Actually, you have done this and exposed a curious patter of good-bad-bad-good-bad-bad... which is worth looking into. The point here is that if only the 1st call to the DHT read method after a call the the OneWire read method was bad, then there might be a setup problem in the DHT read method.
- Call the DHT Destructor, the DHT Constuctor then make the call to the DHT read method every time you read the DHT sensor.
This is a test case only and an extreme measure. What you are doing here is re-initializing the DHT library (driver) every time you use it. If this works it points to an initialization problem where the DHT library is initialization something which should probably be re-initialized again inside the DHT read method. As the OneWire library is using the same "something" (resource).

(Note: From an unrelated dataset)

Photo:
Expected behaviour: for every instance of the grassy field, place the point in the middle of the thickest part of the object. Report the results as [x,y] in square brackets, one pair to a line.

One last thing, the OneWire example I looked at here:
PaulStoffregen/OneWire
...did not use the DallasTemperature library. I doubt this will make a difference, but it is usually best to keep your code simple and avoid unnecessary complexities.
Added later...
As pointed out in the comments, it turns out the DHT11 only takes new readings every few seconds. Guessing, the DHT11 library you are using either knowingly returns an unreasonable value of -999.0 until this time passes. Or is returning exactly what the DHT11 reports which, again, is an unreasonable value of -999.0.
In this DHT11 library, there is code:
boolean DHT::read(bool force) {
// Check if sensor was read less than two seconds ago and return early
// to use last reading.
uint32_t currenttime = millis();
if (!force && ((currenttime - _lastreadtime) < 2000)) {
return _lastresult; // return last correct measurement
}
...which returns the last good value for 2 seconds after a DHT11 "real reading" should the library user call upon it faster then the DHT11 can respond.